Boston Children's Hospital, Harvard Medical School, Boston, MA, USA.
BACKGROUND: The opioid crisis is a growing public health concern in the United States. In the past decade, opioid overdose rates have quadrupled, and it is now one of the leading causes of death in adolescents. Correspondingly, pain control is increasingly focused on minimizing the use of opioid medications in the perioperative period. Ketorolac is an analgesic and nonsteroidal anti-inflammatory drug (NSAID) proven to help manage postoperative pain and decrease the amount of required opioids. Historically the use of ketorolac has been limited in this setting due to concerns of postoperative bleeding and hematoma formation. The aim of this study was to explore the relationship between hematoma formation and the administration of perioperative ketorolac in adolescent females undergoing reduction mammaplasty.
METHODS: We performed a retrospective chart review of all female patients previously enrolled in our adolescent breast database who underwent reduction mammaplasty at our institution from 2008 to 2017. We collected data regarding patient demographics, the administration of intravenous ketorolac (both intra- and postoperative doses), and documented postoperative hematoma formation. A hematoma was defined as a clinically identifiable soft tissue swelling secondary to a localized collection of blood that required intervention (e.g. aspiration, drainage, or operative evacuation).
RESULTS: 344 patients were included in our analyses. The average age at the time of operation was 17.9 ± 1.9 years (range, 12.5-22.9 years). 253 (73.5%) patients received intravenous ketorolac in the perioperative period. Three (0.9%) patients developed a postoperative hematoma: one was drained under local anesthesia on postoperative day 13, and two underwent surgical drainage in the operating room within 24 hours of reduction mammaplasty. In addition, 12 patients presented with postoperative unilateral breast swelling and/or ecchymoses that resolved without intervention. Neither of the two patients that underwent operative hematoma drainage received ketorolac in the perioperative period. Hematoma was not associated with intraoperative ketorolac use (p=0.25), postoperative ketorolac use (p=0.57), or any perioperative ketorolac use (p=0.17). The three patients that developed a hematoma did not statistically significantly differ from the other 341 subjects in terms of age (p=0.16), intraoperative ketorolac dose (p=0.41), or total perioperative ketorolac dose (p=0.20); they did however have a statistically significantly lower postoperative ketorolac dose than adolescents without hematoma (p<0.001).
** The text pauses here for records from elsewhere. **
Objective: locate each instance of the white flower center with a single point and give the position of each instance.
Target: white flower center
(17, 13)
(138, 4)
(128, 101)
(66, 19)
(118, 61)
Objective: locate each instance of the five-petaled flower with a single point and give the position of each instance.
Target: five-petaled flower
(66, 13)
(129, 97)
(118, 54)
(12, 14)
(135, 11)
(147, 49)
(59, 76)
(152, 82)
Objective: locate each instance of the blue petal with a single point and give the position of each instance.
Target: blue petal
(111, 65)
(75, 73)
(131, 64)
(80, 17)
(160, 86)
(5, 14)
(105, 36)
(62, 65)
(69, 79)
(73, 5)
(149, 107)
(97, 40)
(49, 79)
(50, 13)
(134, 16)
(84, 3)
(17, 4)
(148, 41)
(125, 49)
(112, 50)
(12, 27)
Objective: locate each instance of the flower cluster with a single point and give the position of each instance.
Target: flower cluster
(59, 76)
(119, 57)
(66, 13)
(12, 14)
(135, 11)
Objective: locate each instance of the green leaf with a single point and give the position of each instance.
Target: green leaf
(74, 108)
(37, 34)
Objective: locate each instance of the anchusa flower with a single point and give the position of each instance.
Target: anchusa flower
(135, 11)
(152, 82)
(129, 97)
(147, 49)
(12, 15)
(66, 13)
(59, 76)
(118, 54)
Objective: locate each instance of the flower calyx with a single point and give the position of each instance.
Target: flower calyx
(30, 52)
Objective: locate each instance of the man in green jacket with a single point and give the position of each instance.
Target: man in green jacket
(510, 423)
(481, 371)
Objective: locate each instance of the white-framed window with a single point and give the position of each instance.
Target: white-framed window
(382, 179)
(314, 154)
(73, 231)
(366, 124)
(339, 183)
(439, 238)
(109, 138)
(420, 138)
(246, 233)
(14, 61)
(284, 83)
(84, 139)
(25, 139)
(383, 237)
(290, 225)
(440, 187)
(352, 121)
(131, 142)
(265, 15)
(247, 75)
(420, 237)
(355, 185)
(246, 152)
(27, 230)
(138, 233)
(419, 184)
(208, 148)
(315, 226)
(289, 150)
CONCLUSIONS: With routine use of intravenous ketorolac as an analgesic for adolescent reduction mammaplasty, we observed only a 0.9% hematoma rate. The hematomas identified in our patient sample did not demonstrate an association with ketorolac administration or dosage. These results suggest that intravenous ketorolac may be safe to use in adolescent reduction mammaplasty without increasing the risk of hematoma formation.